GeoX: Geometric Problem Solving Through Unified Formalized Vision-Language Pre-training
Renqiu Xia, Mingsheng Li, Hancheng Ye, Wenjie Wu, Hongbin Zhou, Jiakang Yuan, Tianshuo Peng, Xinyu Cai, Xiangchao Yan, Bin Wang, Conghui He, Botian Shi, Tao Chen, Junchi Yan, Bo Zhang
2024-12-17

Summary
This paper talks about GeoX, a new AI model designed to solve geometric problems by combining visual and language understanding, making it better at interpreting diagrams and symbols.
What's the problem?
Many existing AI models struggle with solving geometry problems because they are mainly trained on regular images and text. This means they have difficulty understanding complex diagrams and performing the reasoning needed for geometry tasks. Additionally, specialized models for geometry often focus on specific problems, making them less effective for a wider range of geometric challenges.
What's the solution?
GeoX addresses these issues by using a multi-modal approach that includes both visual and language components. It incorporates a diagram encoder to help the model understand geometric images and a symbol decoder to interpret the symbols used in geometry. The training process involves three stages: first, it learns to recognize diagrams; second, it aligns geometric concepts with language; and third, it fine-tunes its ability to solve problems based on visual instructions. This comprehensive training allows GeoX to generate accurate solutions for various geometric problems.
Why it matters?
This research is important because it enhances the capabilities of AI in solving complex geometric problems, which can be useful in education, engineering, and computer graphics.
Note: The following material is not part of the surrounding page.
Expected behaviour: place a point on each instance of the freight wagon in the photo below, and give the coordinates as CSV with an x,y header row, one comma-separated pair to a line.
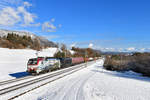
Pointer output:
x,y
47,64
42,64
By improving how AI understands and processes geometry, GeoX can help students learn better and assist professionals in fields that require precise geometric calculations.
Abstract
Despite their proficiency in general tasks, Multi-modal Large Language Models (MLLMs) struggle with automatic Geometry Problem Solving (GPS), which demands understanding diagrams, interpreting symbols, and performing complex reasoning. This limitation arises from their pre-training on natural images and texts, along with the lack of automated verification in the problem-solving process. Besides, current geometric specialists are limited by their task-specific designs, making them less effective for broader geometric problems. To this end, we present GeoX, a multi-modal large model focusing on geometric understanding and reasoning tasks. Given the significant differences between geometric diagram-symbol and natural image-text, we introduce unimodal pre-training to develop a diagram encoder and symbol decoder, enhancing the understanding of geometric images and corpora. Furthermore, we introduce geometry-language alignment, an effective pre-training paradigm that bridges the modality gap between unimodal geometric experts. We propose a Generator-And-Sampler Transformer (GS-Former) to generate discriminative queries and eliminate uninformative representations from unevenly distributed geometric signals. Finally, GeoX benefits from visual instruction tuning, empowering it to take geometric images and questions as input and generate verifiable solutions. Experiments show that GeoX outperforms both generalists and geometric specialists on publicly recognized benchmarks, such as GeoQA, UniGeo, Geometry3K, and PGPS9k.